Subject: Making money off 3D design work...

ominousplay opened this issue on Apr 18, 2010 · 14 posts


pauljs75 posted Tue, 20 April 2010 at 8:25 PM

It seems if selling 3D models is the thing, there are two obvious approaches: the highball lotto (just need one person willing to spend that much) and then the lowball Wallmart approach (have bargain prices and hope for plenty of buyers). It's also reasonable to split the difference. The thing is that I've seen the quality differ too much even at different price points, so I can't honestly say it's directly a quality vs. quantity aspect. It seems more like you need to figure out a formula comparing experience in what the market will bear for similar items vs. your own reputation among potential buyers.

Now if you're doing custom one-off jobs and renders rather than selling 3D models to a general audience then the below comes into play:

The tool doesn't matter as much as how you are able to apply it. And there's been plenty of evidence that Carrara is capable as any. (The problems that come up on the business end is more of a hardware issue, and that has to do with rendertime vs. deadlines. Which can be hard when starting out if working with old stuff while the budget is too tight for computer upgrades. And this is true for any 3D software - even free ones like Blender.)

(However, the thing about the tool isn't as true if you plan on working under somebody else's roof. A lot of companies have bought into industry marketing hype and put a lot of money into certain software and support packages, and want you to know how to use what they have despite how ugly and hairbrained the UI, workflow, or hardware requirements are. It means you're left out unless you can learn to use something that barely runs on your desktop computer because it fits somebody else's renderfarm pipeline. Sucks, but it's true.)

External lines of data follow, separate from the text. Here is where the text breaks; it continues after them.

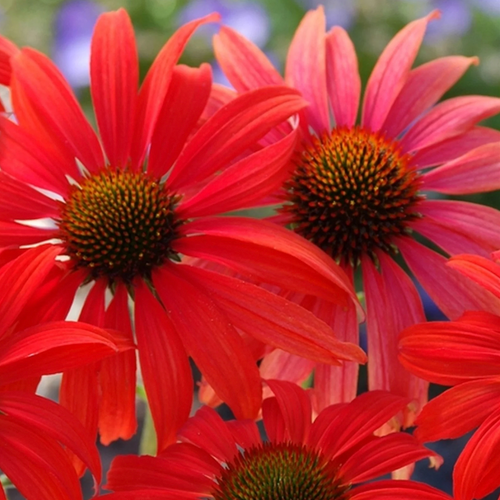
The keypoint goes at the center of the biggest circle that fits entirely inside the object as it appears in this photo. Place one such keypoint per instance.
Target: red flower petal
(114, 76)
(164, 364)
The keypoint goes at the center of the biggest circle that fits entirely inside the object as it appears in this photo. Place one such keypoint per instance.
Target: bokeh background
(62, 30)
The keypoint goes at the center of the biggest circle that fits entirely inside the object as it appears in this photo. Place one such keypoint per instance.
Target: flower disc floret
(119, 224)
(352, 192)
(280, 471)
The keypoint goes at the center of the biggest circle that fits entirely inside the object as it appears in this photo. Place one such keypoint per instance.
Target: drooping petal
(176, 121)
(424, 87)
(211, 340)
(382, 455)
(267, 253)
(452, 292)
(396, 490)
(231, 131)
(52, 420)
(114, 77)
(164, 364)
(36, 464)
(449, 118)
(479, 269)
(117, 377)
(155, 87)
(475, 172)
(274, 320)
(295, 408)
(306, 67)
(56, 107)
(476, 471)
(342, 77)
(473, 222)
(243, 63)
(458, 410)
(392, 304)
(391, 72)
(455, 146)
(244, 183)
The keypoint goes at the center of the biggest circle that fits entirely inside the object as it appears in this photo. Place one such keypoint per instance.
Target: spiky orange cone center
(352, 192)
(119, 224)
(282, 471)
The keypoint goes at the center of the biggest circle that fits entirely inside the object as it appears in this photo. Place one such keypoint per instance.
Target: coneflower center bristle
(282, 471)
(119, 224)
(351, 193)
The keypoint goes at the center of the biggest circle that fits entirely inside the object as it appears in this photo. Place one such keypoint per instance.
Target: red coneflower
(326, 459)
(125, 209)
(466, 355)
(33, 428)
(357, 191)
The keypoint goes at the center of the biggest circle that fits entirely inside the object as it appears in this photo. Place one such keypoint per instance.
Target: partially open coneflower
(123, 209)
(332, 458)
(466, 355)
(357, 189)
(36, 433)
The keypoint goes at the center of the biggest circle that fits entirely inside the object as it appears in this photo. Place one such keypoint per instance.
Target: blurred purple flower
(74, 25)
(248, 18)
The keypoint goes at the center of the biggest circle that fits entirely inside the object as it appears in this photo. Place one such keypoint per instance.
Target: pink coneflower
(358, 190)
(336, 457)
(126, 208)
(466, 355)
(32, 428)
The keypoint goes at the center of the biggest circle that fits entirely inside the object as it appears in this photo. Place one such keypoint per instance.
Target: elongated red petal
(452, 352)
(244, 183)
(50, 419)
(476, 471)
(391, 72)
(56, 107)
(164, 364)
(155, 87)
(114, 76)
(343, 80)
(306, 68)
(268, 254)
(231, 131)
(479, 269)
(458, 410)
(211, 340)
(176, 121)
(274, 320)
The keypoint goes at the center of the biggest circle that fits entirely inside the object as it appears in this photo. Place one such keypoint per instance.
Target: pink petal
(477, 171)
(454, 147)
(306, 68)
(114, 76)
(424, 87)
(164, 364)
(155, 87)
(211, 340)
(392, 304)
(476, 471)
(452, 292)
(448, 119)
(391, 72)
(477, 223)
(56, 107)
(234, 128)
(245, 182)
(176, 121)
(343, 81)
(243, 63)
(458, 410)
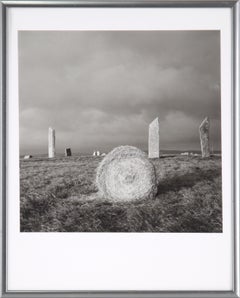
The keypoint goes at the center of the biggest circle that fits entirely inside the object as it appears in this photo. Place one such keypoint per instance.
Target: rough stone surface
(126, 174)
(153, 139)
(204, 137)
(51, 142)
(68, 152)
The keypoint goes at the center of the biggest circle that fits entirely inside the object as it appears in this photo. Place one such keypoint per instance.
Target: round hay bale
(126, 174)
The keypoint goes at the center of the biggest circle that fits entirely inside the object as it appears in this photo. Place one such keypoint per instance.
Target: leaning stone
(51, 142)
(153, 139)
(204, 137)
(27, 156)
(68, 152)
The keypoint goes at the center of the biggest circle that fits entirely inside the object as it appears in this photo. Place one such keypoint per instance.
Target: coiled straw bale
(126, 174)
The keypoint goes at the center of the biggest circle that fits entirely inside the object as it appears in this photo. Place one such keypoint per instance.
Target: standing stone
(204, 137)
(51, 142)
(153, 139)
(68, 152)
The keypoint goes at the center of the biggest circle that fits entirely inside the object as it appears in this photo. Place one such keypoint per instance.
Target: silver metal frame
(234, 5)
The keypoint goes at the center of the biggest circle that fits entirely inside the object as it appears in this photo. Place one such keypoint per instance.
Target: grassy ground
(60, 195)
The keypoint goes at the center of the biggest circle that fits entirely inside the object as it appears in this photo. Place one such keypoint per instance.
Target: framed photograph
(120, 148)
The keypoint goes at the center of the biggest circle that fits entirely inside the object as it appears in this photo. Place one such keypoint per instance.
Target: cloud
(103, 88)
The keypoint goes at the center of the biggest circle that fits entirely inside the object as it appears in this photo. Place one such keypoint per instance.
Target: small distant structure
(68, 152)
(154, 139)
(27, 157)
(96, 153)
(51, 142)
(204, 137)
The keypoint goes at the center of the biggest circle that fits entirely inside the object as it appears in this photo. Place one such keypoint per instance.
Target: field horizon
(60, 195)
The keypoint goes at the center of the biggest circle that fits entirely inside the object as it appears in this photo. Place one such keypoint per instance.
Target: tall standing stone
(68, 152)
(204, 137)
(153, 139)
(51, 142)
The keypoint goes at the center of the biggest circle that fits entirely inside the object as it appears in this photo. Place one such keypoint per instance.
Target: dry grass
(60, 195)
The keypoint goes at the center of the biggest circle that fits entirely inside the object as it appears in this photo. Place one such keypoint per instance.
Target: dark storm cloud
(101, 89)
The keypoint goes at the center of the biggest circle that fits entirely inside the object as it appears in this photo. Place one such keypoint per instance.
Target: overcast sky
(101, 89)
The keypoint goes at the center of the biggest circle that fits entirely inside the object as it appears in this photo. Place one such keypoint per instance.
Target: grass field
(60, 195)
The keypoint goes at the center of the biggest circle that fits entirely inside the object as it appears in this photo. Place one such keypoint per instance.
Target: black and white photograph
(120, 131)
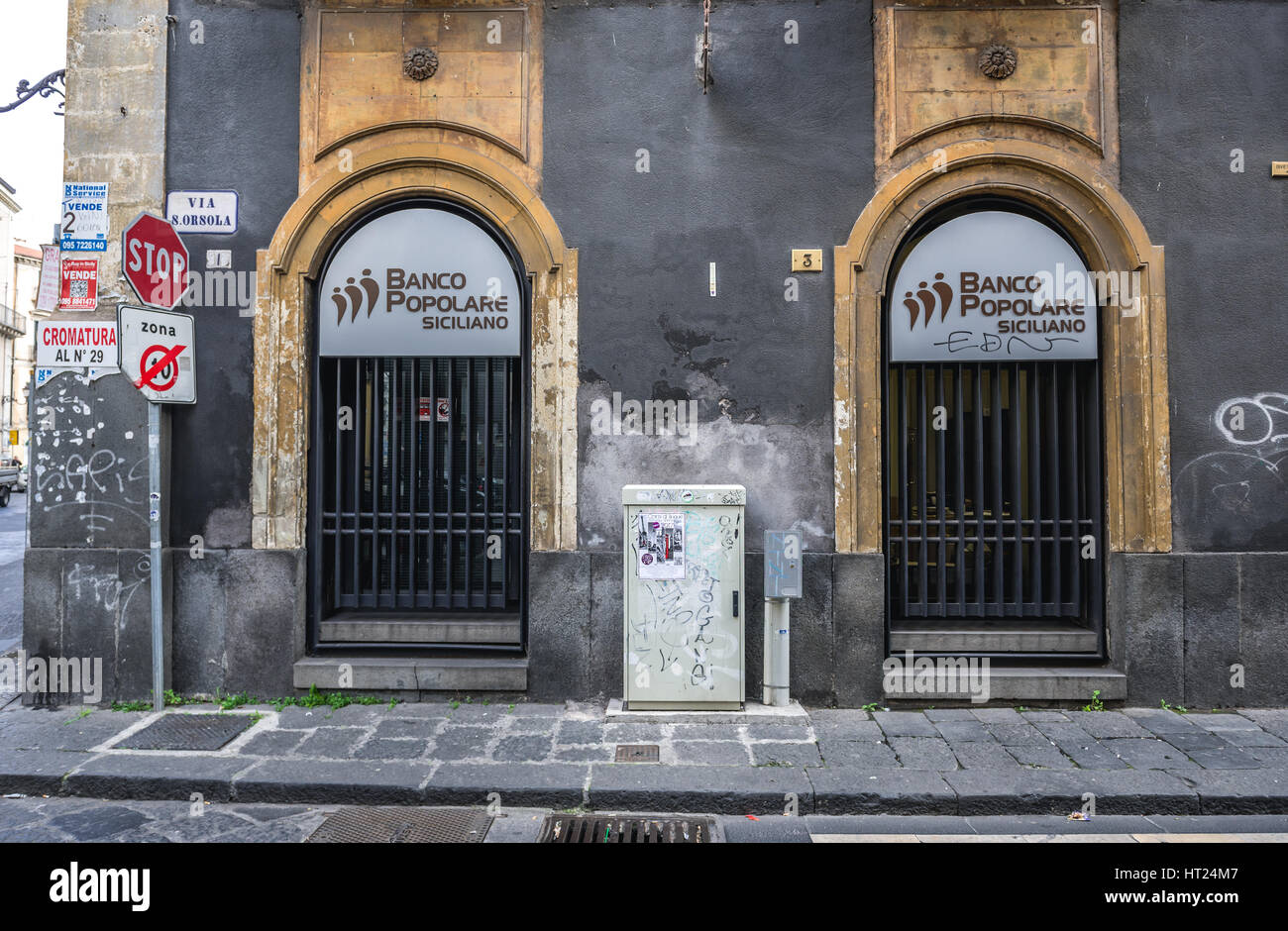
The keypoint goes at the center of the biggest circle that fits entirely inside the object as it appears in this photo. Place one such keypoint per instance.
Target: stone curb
(645, 787)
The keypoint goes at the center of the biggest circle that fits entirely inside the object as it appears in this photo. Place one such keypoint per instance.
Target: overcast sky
(33, 44)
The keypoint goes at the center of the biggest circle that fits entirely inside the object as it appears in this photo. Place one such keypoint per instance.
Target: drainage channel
(626, 829)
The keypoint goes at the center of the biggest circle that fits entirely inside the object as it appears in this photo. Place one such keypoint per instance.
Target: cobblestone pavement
(962, 762)
(65, 820)
(932, 739)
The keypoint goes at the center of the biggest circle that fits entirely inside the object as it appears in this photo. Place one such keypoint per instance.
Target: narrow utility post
(782, 582)
(155, 559)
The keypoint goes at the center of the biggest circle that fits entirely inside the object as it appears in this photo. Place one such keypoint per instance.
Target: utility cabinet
(684, 601)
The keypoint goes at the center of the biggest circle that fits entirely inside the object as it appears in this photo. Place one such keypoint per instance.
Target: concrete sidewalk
(966, 762)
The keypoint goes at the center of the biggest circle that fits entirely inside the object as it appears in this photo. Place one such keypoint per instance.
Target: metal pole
(777, 639)
(155, 533)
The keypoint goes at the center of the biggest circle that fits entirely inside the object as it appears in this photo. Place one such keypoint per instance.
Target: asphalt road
(13, 533)
(69, 820)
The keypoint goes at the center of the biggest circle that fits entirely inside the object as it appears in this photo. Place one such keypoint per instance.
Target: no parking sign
(158, 355)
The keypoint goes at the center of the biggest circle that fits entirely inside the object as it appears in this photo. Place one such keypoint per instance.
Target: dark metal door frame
(967, 513)
(520, 416)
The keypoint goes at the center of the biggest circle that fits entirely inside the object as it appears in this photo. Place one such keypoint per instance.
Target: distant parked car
(9, 478)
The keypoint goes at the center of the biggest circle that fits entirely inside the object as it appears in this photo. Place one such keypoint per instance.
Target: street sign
(155, 260)
(158, 355)
(84, 227)
(76, 346)
(78, 290)
(202, 211)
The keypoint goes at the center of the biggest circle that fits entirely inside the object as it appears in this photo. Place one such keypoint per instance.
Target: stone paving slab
(983, 792)
(991, 759)
(1236, 792)
(333, 781)
(555, 785)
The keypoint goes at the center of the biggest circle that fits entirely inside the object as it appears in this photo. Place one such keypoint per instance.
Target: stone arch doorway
(1133, 343)
(991, 438)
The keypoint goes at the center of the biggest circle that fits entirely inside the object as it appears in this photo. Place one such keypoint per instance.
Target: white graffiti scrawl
(1236, 494)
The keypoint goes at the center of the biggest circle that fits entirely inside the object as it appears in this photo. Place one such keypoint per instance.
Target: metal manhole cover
(606, 829)
(187, 732)
(636, 752)
(403, 826)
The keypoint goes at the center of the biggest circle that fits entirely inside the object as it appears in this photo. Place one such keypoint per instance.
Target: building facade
(20, 279)
(1083, 489)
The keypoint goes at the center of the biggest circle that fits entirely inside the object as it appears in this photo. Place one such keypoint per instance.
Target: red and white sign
(155, 260)
(47, 297)
(76, 346)
(78, 288)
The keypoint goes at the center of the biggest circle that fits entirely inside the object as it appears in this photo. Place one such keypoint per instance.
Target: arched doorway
(992, 437)
(417, 463)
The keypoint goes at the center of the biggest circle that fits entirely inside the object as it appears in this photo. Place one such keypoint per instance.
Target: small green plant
(230, 702)
(141, 704)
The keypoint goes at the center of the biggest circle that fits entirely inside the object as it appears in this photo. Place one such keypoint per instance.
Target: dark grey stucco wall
(1198, 80)
(778, 155)
(232, 124)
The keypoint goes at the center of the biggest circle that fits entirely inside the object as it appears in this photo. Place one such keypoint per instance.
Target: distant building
(20, 279)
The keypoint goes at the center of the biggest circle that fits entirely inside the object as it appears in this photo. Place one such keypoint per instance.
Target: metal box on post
(684, 603)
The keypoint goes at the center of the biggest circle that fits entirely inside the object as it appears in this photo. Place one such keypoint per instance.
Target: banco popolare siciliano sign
(420, 281)
(993, 286)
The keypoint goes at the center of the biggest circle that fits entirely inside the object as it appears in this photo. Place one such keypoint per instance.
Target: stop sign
(155, 260)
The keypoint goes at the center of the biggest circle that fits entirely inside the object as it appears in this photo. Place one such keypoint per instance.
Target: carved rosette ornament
(997, 60)
(420, 63)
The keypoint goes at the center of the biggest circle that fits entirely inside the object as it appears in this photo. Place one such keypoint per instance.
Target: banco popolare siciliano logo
(355, 295)
(927, 296)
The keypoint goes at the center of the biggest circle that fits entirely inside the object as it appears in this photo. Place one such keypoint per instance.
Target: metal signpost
(159, 357)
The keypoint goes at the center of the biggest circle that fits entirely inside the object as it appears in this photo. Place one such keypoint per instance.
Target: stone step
(1012, 684)
(413, 673)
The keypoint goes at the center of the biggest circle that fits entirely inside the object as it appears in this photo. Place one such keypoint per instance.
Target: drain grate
(403, 826)
(636, 752)
(187, 732)
(604, 829)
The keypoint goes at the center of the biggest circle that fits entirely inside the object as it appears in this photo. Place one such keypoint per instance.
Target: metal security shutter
(992, 489)
(417, 492)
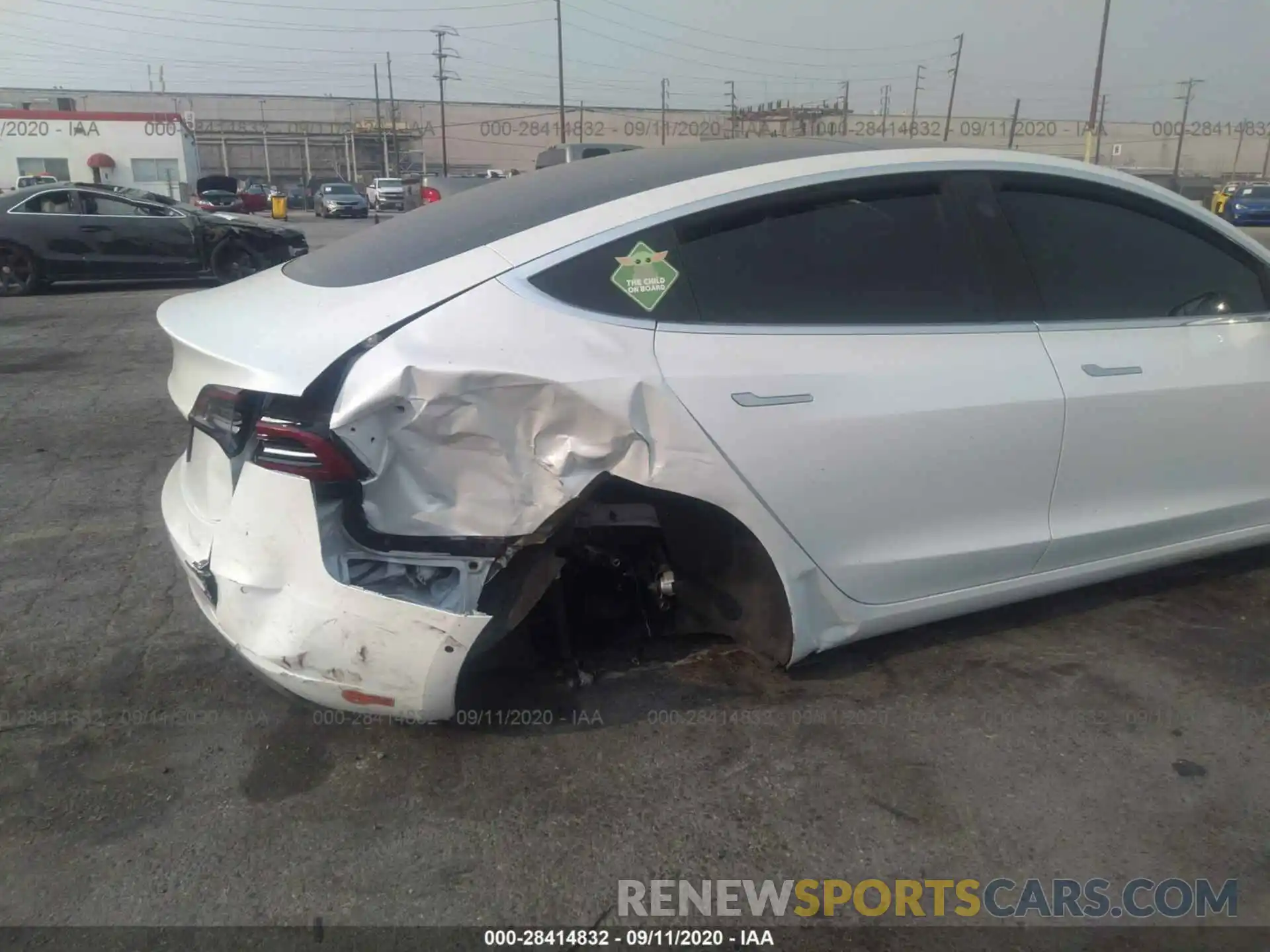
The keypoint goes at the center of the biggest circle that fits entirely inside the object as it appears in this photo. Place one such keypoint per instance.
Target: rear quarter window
(600, 281)
(1096, 259)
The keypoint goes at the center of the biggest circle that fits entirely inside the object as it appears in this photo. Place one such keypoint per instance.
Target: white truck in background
(386, 193)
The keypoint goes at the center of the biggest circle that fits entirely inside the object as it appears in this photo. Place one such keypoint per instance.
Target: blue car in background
(1250, 205)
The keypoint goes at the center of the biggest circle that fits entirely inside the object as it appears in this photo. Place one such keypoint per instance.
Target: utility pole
(955, 70)
(666, 92)
(1097, 83)
(397, 149)
(443, 75)
(1238, 147)
(560, 65)
(265, 135)
(379, 122)
(1181, 132)
(352, 138)
(1103, 118)
(912, 116)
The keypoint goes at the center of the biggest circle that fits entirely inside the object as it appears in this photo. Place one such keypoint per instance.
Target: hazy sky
(618, 51)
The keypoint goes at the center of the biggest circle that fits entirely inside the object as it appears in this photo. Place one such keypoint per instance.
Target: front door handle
(748, 399)
(1095, 371)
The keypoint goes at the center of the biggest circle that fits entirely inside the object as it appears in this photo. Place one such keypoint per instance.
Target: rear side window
(638, 276)
(1096, 260)
(890, 254)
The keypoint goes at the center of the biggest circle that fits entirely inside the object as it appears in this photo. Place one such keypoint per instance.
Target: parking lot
(149, 778)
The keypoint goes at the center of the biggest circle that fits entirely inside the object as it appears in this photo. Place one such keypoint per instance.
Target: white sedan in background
(795, 393)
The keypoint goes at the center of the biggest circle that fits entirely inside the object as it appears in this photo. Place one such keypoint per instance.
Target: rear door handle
(1096, 371)
(748, 399)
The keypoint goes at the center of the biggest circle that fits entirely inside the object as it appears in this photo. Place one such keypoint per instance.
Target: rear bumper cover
(276, 603)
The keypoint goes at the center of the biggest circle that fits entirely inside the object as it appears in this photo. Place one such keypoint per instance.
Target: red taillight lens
(287, 447)
(225, 415)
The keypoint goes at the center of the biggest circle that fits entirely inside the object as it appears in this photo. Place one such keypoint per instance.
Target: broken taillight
(225, 414)
(290, 447)
(233, 416)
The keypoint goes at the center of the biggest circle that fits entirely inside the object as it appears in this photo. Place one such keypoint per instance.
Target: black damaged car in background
(107, 233)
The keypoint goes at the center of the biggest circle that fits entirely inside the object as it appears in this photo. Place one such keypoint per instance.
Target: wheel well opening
(693, 568)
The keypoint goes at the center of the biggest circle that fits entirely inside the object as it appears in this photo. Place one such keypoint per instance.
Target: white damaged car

I think another aspect of it isn't just what you know, but who you know. It's very hard to do business if people keep blowing you off. And if you don't like doing cold-calls and such, that doesn't make it any easier. And since it seems more than competitive enough these days, the establsihed folks tend to stay mum when you ask for leads since they want to keep clients and don't want to risk their rep by association or having an upstart do too much undercutting. Unless you've got a friend who'd trust you with some clients or the luck to run into somebody with a glut of extra work they'd not mind handing off... (Or more likely, "problem" clients they're dumping.) It's tricky at best.

The hardest part of all is perhaps staying self motivated and keeping focus when little has happened. (Pretty much the ol' adages "Hang in there." and "Keep on keepin' on." etc, have some truth to them.) As an artist, this means figuring out how to keep the muse from going on vacation and taking the inspiration with her. And this is the time when you need make something worthwhile to put into a portfolio - and then there's figuring out what exactly to put into a portfolio, etc. This is because it's always good to have something to show once somebody responds. Afterall it only takes is one good client to recommend you to another client, etc. in order to get the ball rolling and helping you achieve critical mass in the business sense.

You could probably tell that I'm on the "hanging on by a thread" end of the spectrum, but I try to stay positive. You'll have to keep the day job until you get that break or two. Persistence means not giving up when other's have shown that it's possible.